This is what I posted in October regarding Swanson leaving, I was wrong about Owens:


"Younger people spend free (or at least they did) and have not become set in their buying patterns.

Sex pills, gold, beds and baldness. Swansong was used to a high budget radio station. I bet they dump Owens, Watenburg, ans Burns a long with Karel and Simpson. They need infomercials in off hours, so Taliafaro will be dumped too."

They will do cheap promotion using the NET.

At least the people being dumped have money I would think and at least Burns and Ray are at retirement age.
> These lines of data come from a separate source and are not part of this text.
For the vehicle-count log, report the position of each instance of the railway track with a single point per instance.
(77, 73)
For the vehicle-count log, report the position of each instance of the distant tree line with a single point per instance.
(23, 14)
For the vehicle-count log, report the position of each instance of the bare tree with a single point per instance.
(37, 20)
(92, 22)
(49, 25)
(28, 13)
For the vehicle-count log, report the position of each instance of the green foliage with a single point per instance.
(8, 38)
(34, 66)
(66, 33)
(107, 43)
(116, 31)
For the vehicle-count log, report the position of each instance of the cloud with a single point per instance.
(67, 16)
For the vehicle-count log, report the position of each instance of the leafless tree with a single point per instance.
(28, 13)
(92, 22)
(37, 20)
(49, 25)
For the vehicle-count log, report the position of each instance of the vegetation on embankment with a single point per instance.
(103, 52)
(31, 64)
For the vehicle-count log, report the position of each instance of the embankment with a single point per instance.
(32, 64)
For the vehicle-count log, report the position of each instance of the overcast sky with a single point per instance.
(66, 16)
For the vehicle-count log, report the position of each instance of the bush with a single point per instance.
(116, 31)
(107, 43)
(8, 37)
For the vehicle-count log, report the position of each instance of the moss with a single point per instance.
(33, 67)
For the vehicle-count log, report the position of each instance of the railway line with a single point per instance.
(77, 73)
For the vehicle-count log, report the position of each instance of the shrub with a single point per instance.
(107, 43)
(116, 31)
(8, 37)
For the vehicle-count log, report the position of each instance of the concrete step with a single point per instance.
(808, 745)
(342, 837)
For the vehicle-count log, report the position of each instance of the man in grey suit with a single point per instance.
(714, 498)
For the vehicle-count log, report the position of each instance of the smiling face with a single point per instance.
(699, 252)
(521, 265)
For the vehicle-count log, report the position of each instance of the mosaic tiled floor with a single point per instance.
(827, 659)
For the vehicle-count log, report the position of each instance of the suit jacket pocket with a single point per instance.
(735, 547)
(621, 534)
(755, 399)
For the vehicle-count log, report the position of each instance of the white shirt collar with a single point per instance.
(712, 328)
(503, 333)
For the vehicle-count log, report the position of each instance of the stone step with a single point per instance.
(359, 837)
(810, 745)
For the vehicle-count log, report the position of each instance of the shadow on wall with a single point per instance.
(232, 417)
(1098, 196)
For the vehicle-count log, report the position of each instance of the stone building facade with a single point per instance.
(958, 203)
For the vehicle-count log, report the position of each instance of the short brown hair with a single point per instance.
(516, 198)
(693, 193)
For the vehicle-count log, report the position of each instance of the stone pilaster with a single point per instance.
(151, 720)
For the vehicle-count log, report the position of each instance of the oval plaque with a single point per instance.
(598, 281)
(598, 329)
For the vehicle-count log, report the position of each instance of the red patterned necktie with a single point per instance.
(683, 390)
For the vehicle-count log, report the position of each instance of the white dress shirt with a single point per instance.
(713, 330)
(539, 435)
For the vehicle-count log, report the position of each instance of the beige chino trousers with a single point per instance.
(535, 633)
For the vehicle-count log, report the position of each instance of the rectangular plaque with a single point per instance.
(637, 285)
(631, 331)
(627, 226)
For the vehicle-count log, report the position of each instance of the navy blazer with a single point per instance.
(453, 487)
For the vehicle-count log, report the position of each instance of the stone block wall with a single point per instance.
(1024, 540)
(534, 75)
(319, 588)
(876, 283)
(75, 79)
Rothman does have kids going into college...maybe he will have to sell his book or walking stick collection?

Gil Gross was probably thinking he had a job for life, times change.

Hey Gene Burns! are you still the libertarian you used to be? or are you having second thoughts about the corporations you defended over the years???
 
Wow, KGO had slipped to #20 in the 25-54 race? It was only a few years ago when they were usually #4 or #5.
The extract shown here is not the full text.